Uptime is measured as the ratio of the server’s operational time over a given period, usually a year or a month, and it looks simple. A 99.9% uptime claimed by a provider translates to roughly 40–45 minutes of downtime per month. A 99.99% uptime is already about 4–5 minutes. It might seem like a difference of a hundredth of a percent, but in absolute terms, the difference is huge.
Again, the numbers alone don’t tell the whole story. For example, a single short outage for maintenance or a switchover once a month is barely noticeable. It’s a different story when the server goes down regularly, even if only briefly. Such situations create a constant risk because it’s impossible to predict exactly when it will happen.
In online trading, this is immediately noticeable, since even a brief outage can occur precisely during a period of active market movement. That’s why traders have started moving from home PCs to hosting services.
A standard hosting infrastructure operates quite differently: servers may not be restarted for months or even years, and this is their normal operating mode. And if a shutdown does occur, it is planned well in advance and is usually related to server maintenance or network device reconfigurations.

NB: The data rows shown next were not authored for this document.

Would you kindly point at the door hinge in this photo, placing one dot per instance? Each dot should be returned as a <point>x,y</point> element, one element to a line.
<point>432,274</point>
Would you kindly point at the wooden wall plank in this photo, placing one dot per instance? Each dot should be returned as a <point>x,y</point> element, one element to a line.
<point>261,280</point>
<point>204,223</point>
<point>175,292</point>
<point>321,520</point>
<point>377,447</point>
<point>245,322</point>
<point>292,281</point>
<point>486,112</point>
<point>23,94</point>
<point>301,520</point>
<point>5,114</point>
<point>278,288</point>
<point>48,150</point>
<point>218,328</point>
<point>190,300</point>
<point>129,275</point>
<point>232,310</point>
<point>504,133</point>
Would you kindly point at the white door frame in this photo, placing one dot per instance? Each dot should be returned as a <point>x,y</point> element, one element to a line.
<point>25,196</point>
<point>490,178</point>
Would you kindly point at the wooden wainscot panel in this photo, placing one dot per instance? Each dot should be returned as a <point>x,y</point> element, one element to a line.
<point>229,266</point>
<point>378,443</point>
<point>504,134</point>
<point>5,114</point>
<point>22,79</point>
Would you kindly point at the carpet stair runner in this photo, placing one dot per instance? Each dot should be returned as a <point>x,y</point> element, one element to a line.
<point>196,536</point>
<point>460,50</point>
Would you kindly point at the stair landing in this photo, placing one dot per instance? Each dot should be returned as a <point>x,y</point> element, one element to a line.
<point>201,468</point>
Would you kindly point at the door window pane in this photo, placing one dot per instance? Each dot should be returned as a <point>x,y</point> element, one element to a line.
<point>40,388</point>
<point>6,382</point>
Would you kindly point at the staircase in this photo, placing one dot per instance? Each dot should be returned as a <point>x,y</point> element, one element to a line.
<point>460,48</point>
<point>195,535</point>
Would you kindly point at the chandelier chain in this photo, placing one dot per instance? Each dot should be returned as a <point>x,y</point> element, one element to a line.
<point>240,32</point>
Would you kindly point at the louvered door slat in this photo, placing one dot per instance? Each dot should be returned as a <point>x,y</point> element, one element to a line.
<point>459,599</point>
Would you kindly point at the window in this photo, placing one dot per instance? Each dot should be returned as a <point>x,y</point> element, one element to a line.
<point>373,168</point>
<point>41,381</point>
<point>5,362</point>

This is ensured by very specific measures, such as backup power, redundant network channels, air conditioning and dust control, as well as the use of backup power channels and UPS units. The user doesn’t see any of this, but they do see the result: their server running stably around the clock, year after year.
Conclusions
Ultimately, choosing a VPS for Forex trading isn’t just about comparing prices across different hosting companies; it’s about finding a predictable environment where everything works the same way today, tomorrow, and a month from now.
It’s important to remember that the processor isn’t important in and of itself, but rather how it’s shared among neighboring VPSs. Memory isn’t about its capacity, but whether there’s sufficient reserve. And the disk isn’t about the type, but whether it becomes a bottleneck during rare moments of high load. Moreover, all of this takes a back seat if the network is unstable or the server regularly “freezes” due to issues on the provider’s end.
In trading, a slightly higher latency isn’t as scary as its unpredictability - after all, it’s precisely this unpredictability that breaks your trading strategy at the worst possible moment.
Therefore, the approach here is quite simple: you should focus not on the maximum server specifications, but on the stability of the entire system as a whole. If the system behaves predictably and stably, requires no attention, and doesn’t throw up any surprises during trading, then you’ve made the right choice.